Como foi então, que de ‘Apóstola dos Apóstolos’ e encarnação da Sofia Celestial, Maria Madalena se tornou a prostituta de cabelos longos, curada de seus pecados pelo Cristo e que ungiu seus pés, já que não existe, em nenhum texto canônico ou apócrifo, qualquer referência direta sobre ela, que faça alguma alusão a esses fatos?
Quanto mais ela era reverenciada pelas comunidades gnósticas, mais a igreja de Roma a transformava no epíteto da mulher caída. De mensageira do evangelho ela se tornou, então, o símbolo da mulher que a sociedade da época adotava: do século III em diante, as mulheres já não tem participação ativa na comunidade cristã sob o domínio de Roma, e esta passa a se basear em um triunvirato masculino de bispos, sacerdotes e diáconos. Elas estão marcadas pelo pecado original e são exemplos de impureza. Apenas Maria, a mãe de Jesus, tem o seu status inalterado, passando a englobar em si todas as características positivas dos mistérios femininos.
Mas como foi que essa imagem de pecadora foi formada para Maria Madalena? Na verdade, criou-se para ela um amálgama de dois, ou três, personagens bíblicos femininos diferentes.
A pecadora perdoada
Em Lucas temos a descrição de Jesus com a mulher que lava seus pés na casa do fariseu:
‘Um fariseu convidou-o a comer com ele. Jesus entrou, pois, na casa do fariseu e reclinou-se à mesa. Apareceu então uma mulher da cidade, uma pecadora. Sabendo que ele estava à mesa na caso do fariseu, trouxe um frasco de alabastro com perfume. E ficando por detrás, aos pés dele. Chorava; e com as lágrimas começou a banhar-lhe os pés, a enxugá-los com os cabelos, a cobri-los de beijos e ungi-los com o perfume’(Lucas, Cap 7 v.36-38).
O fariseu acha estranho que um profeta se deixe tocar por uma pecadora, porém Jesus conta a parábola do credor, para provar que quem tem mais pecados, mais merece ser perdoado. Cristo diz que a mulher ama mais porque deve mais, e seu amor a salva.

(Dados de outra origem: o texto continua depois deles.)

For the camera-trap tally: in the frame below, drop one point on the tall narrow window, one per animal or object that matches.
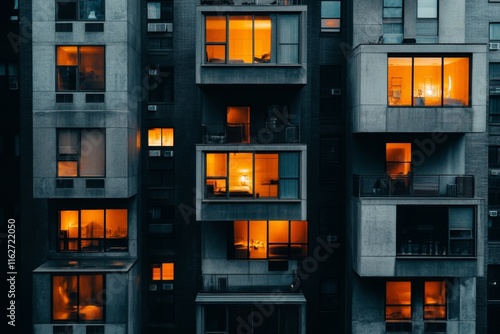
(78, 297)
(398, 301)
(80, 68)
(435, 300)
(330, 16)
(81, 152)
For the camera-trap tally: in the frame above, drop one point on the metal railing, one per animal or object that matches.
(247, 282)
(254, 133)
(413, 185)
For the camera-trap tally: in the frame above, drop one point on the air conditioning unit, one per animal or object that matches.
(157, 27)
(494, 46)
(336, 91)
(154, 153)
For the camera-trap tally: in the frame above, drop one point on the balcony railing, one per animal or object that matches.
(246, 133)
(413, 185)
(253, 2)
(248, 282)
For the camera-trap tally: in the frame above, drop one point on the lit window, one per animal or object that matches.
(494, 31)
(254, 175)
(161, 137)
(78, 297)
(398, 301)
(428, 81)
(162, 272)
(274, 239)
(330, 16)
(427, 9)
(72, 10)
(93, 230)
(247, 39)
(435, 300)
(81, 152)
(80, 68)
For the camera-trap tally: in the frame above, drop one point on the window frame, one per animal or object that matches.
(77, 157)
(100, 294)
(99, 14)
(327, 17)
(105, 243)
(77, 67)
(284, 249)
(415, 102)
(276, 57)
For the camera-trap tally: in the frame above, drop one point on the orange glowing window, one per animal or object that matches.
(161, 137)
(162, 272)
(428, 81)
(435, 300)
(398, 301)
(398, 158)
(98, 230)
(78, 297)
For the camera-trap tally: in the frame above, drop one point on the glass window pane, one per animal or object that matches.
(91, 71)
(427, 9)
(92, 155)
(494, 31)
(456, 82)
(427, 80)
(240, 39)
(154, 10)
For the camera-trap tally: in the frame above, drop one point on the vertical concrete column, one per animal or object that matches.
(451, 16)
(409, 20)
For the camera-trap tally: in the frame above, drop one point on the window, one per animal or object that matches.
(252, 39)
(273, 239)
(435, 230)
(428, 81)
(80, 68)
(72, 10)
(494, 31)
(99, 230)
(254, 175)
(81, 152)
(162, 272)
(330, 16)
(435, 300)
(78, 297)
(161, 137)
(398, 301)
(427, 9)
(160, 85)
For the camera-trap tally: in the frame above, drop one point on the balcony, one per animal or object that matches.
(243, 283)
(400, 237)
(255, 133)
(413, 186)
(390, 94)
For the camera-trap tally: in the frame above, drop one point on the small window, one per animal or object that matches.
(398, 301)
(427, 9)
(162, 271)
(161, 137)
(81, 153)
(494, 31)
(330, 16)
(73, 10)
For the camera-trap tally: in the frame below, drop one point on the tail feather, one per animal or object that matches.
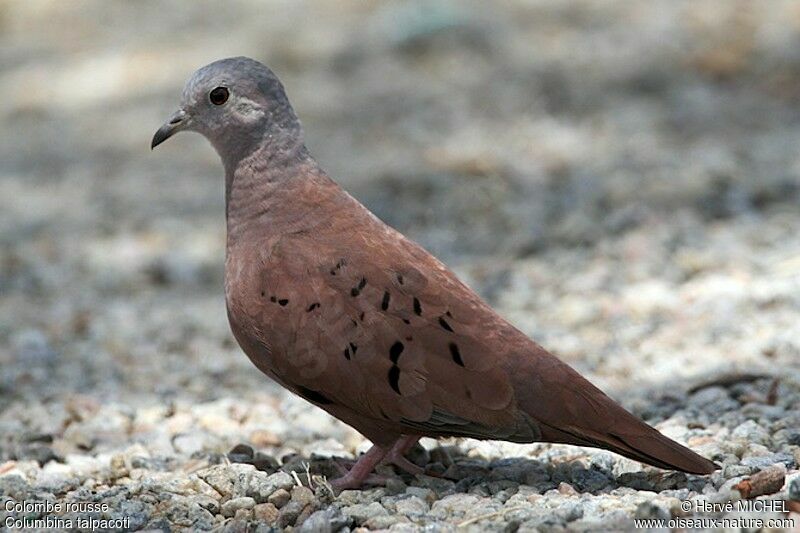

Em nenhum momento o texto se refere a uma prostituta, e sim a uma pecadora. Este termo pode ser utilizado para qualquer pecado moral, não necessariamente um pecado ‘da carne’. Por traz da afirmação de que era uma prostituta, temos um preconceito e um fato histórico. Um preconceito por achar que um pecado de uma mulher só poderia estar ligado ao sexo, e um fato histórico porque, naquela época, apenas as prostitutas usavam seus cabelos soltos, e os lavavam na frente dos outros, na rua. As demais mulheres usavam seus cabelos presos em sinal de respeito, e não os exibiam em público. Para os historiadores bíblicos, apenas uma prostituta soltaria seus cabelos para poder lavar os pés do Cristo. Isto foi um erro de interpretação, pois Jesus quebrou com o relacionamento de inferioridade que as mulheres tinham dentro da comunidade, e o que o texto representa na verdade, é o profundo amor e respeito de uma alma sedenta por paz, e que se deleita e se humilha perante a Luz.